Rotational motion of Celestial bodies : Observations and Models
Convener: N. Rambaux  | Co-Conveners: J. Castillo , K. Willner 
Oral Program
 / Wed, 05 Oct, 08:30–10:00  / Room Vénus Room
Poster Program
 / Attendance Wed, 05 Oct, 17:30–19:00  / Poster Area

For the past decade, spaceborne and ground-based measurements have increased the set of observational constraints on the rotational properties of terrestrial planets and natural satellites. Rotational motion is an important piece of information about the interior properties and geodynamics of planetary bodies and their tidal response. Accurate knowledge of rotational behavior is also necessary in order to support accurate cartography and geodesy of these objects.  

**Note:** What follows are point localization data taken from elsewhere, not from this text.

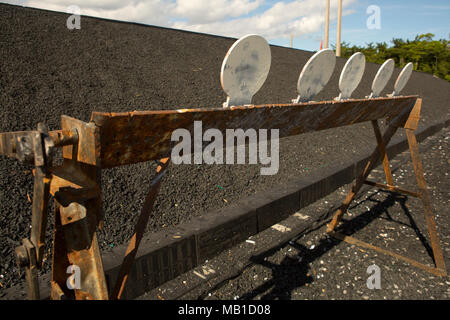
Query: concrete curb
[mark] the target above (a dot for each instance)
(172, 252)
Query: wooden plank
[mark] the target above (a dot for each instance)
(138, 136)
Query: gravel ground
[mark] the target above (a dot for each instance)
(47, 70)
(314, 266)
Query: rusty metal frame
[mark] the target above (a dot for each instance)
(111, 140)
(410, 125)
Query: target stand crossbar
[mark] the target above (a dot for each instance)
(409, 123)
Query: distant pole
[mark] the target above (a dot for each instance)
(327, 23)
(338, 40)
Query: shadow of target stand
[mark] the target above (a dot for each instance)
(117, 139)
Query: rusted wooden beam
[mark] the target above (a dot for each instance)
(138, 136)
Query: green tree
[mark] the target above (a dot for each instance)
(427, 55)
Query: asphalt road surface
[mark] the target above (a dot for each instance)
(47, 70)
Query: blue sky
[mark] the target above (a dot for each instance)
(275, 20)
(399, 19)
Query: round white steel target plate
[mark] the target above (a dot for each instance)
(315, 74)
(382, 77)
(403, 78)
(245, 69)
(351, 75)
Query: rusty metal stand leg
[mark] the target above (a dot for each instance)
(363, 176)
(382, 148)
(425, 196)
(410, 124)
(79, 210)
(138, 231)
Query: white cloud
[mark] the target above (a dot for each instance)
(233, 18)
(201, 11)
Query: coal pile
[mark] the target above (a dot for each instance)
(47, 70)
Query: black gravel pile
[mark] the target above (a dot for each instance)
(315, 267)
(47, 70)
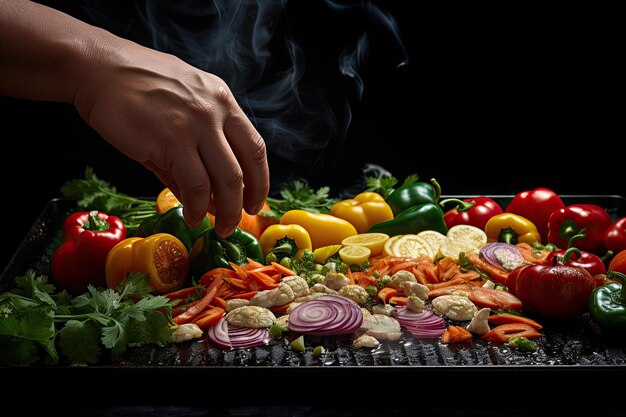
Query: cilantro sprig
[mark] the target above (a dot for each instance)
(34, 319)
(298, 195)
(93, 193)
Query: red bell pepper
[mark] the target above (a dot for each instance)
(615, 236)
(575, 257)
(473, 211)
(536, 205)
(87, 238)
(590, 219)
(560, 291)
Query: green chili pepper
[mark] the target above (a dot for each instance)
(410, 195)
(415, 219)
(212, 251)
(172, 222)
(607, 304)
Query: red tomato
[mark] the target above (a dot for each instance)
(618, 263)
(559, 291)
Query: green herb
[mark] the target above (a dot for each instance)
(384, 183)
(297, 195)
(35, 319)
(92, 193)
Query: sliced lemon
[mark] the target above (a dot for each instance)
(433, 237)
(322, 254)
(354, 254)
(389, 243)
(375, 242)
(473, 235)
(452, 248)
(412, 246)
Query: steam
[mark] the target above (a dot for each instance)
(251, 45)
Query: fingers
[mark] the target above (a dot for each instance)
(249, 147)
(227, 183)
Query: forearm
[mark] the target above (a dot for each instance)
(45, 54)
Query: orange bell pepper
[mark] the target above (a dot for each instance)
(363, 211)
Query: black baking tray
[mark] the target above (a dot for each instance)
(567, 354)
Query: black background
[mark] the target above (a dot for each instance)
(492, 101)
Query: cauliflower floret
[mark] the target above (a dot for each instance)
(384, 309)
(455, 307)
(414, 288)
(236, 303)
(317, 278)
(380, 327)
(414, 303)
(282, 322)
(365, 341)
(480, 322)
(355, 292)
(399, 277)
(298, 285)
(323, 289)
(336, 280)
(185, 332)
(283, 294)
(250, 316)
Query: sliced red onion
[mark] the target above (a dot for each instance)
(226, 336)
(502, 255)
(424, 324)
(325, 316)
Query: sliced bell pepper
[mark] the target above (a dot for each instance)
(87, 238)
(324, 229)
(212, 251)
(511, 228)
(572, 220)
(172, 222)
(473, 211)
(162, 256)
(427, 216)
(413, 194)
(363, 211)
(536, 205)
(284, 240)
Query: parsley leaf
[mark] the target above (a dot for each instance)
(92, 193)
(298, 195)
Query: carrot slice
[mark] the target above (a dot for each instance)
(504, 332)
(189, 314)
(455, 334)
(504, 318)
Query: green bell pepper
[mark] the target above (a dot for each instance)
(412, 194)
(212, 251)
(607, 304)
(427, 216)
(172, 222)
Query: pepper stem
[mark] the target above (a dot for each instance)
(95, 223)
(508, 235)
(621, 277)
(437, 188)
(461, 205)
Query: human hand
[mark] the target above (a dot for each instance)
(182, 123)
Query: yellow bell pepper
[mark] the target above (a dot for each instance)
(162, 256)
(362, 211)
(511, 228)
(324, 229)
(285, 240)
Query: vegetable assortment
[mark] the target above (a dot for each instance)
(384, 262)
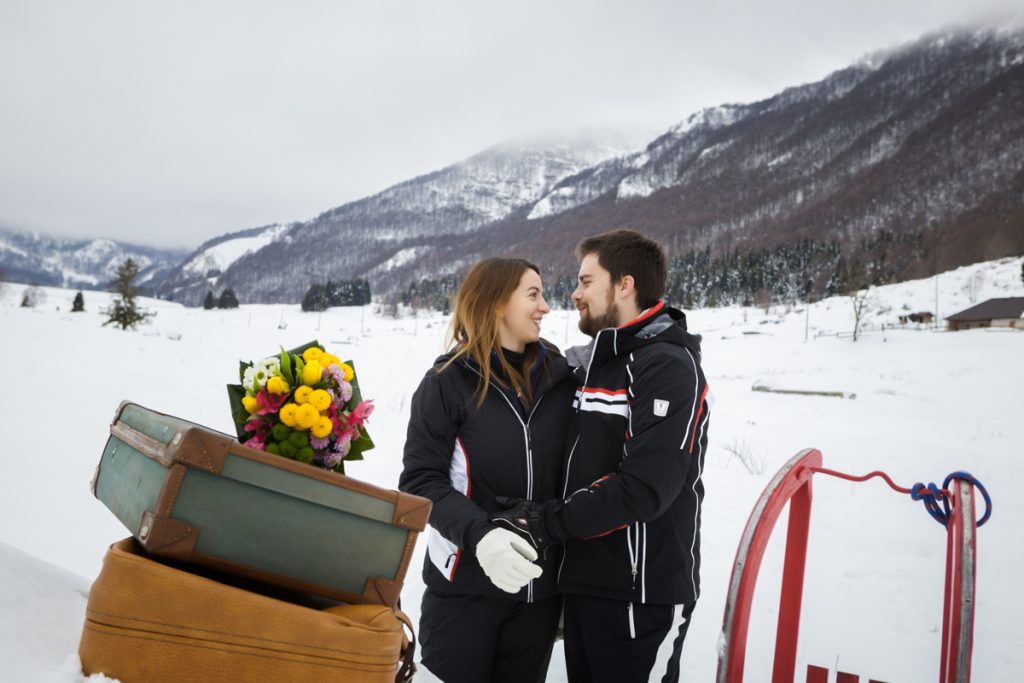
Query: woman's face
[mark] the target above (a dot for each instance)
(519, 319)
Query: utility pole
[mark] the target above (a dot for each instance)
(807, 321)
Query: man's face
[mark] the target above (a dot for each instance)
(594, 297)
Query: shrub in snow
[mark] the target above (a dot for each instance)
(33, 297)
(227, 299)
(125, 311)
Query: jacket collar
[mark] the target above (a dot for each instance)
(660, 323)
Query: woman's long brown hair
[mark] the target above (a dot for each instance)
(474, 330)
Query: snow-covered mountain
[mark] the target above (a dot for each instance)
(399, 225)
(921, 145)
(200, 270)
(90, 264)
(913, 155)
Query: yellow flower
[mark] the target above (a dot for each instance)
(306, 416)
(349, 373)
(323, 427)
(250, 403)
(320, 399)
(278, 385)
(312, 373)
(287, 414)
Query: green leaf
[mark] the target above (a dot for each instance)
(243, 367)
(239, 414)
(359, 445)
(286, 367)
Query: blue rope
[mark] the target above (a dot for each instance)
(932, 496)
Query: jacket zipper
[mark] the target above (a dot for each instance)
(568, 463)
(634, 552)
(529, 452)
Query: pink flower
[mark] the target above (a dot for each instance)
(269, 402)
(357, 418)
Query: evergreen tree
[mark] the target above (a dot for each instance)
(33, 297)
(227, 299)
(125, 311)
(315, 298)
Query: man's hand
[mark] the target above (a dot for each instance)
(523, 517)
(507, 559)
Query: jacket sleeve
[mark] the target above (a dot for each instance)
(660, 442)
(433, 426)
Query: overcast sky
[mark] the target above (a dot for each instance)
(168, 123)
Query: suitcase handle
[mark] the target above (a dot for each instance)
(408, 666)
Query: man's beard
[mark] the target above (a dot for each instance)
(591, 325)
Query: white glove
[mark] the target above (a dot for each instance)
(507, 558)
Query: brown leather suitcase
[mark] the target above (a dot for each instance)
(150, 621)
(192, 494)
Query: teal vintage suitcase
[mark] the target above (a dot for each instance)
(194, 495)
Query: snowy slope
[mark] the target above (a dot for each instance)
(30, 257)
(220, 255)
(927, 402)
(43, 608)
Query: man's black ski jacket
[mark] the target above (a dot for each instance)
(630, 516)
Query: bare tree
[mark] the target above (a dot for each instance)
(862, 304)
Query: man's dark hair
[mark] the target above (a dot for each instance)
(628, 253)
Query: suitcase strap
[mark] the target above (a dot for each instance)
(408, 666)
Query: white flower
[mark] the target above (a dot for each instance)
(269, 367)
(249, 379)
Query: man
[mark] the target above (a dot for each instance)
(630, 516)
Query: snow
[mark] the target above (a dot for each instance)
(400, 258)
(220, 256)
(927, 402)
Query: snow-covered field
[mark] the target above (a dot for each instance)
(927, 402)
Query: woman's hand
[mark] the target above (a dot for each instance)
(507, 559)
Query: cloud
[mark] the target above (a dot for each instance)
(169, 123)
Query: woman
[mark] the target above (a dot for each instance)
(488, 420)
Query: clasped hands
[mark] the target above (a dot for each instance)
(507, 554)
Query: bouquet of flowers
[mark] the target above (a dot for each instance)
(304, 404)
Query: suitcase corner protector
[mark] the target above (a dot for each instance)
(166, 537)
(412, 512)
(379, 590)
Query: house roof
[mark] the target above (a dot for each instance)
(1011, 307)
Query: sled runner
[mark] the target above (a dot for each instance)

New constraints on the rotational properties of various objects have been recently acquired  (i.e. Earth, Moon, Mercury, Venus, Phobos, Janus, Epimetheus, Titan, and various asteroids...) by using different techniques (VLBI, LLR, radar...). In parallel models of rotation taking into account spin-orbit couplings, body deformation, and core-mantle couplings have been suggested. Besides, rotation models have to properly account for the geophysical properties of the objects in order to accurately reproduce their dynamical properties. The objective of this session is to review the current theories/models in the area of rotational dynamics and observational detection of rotational properties.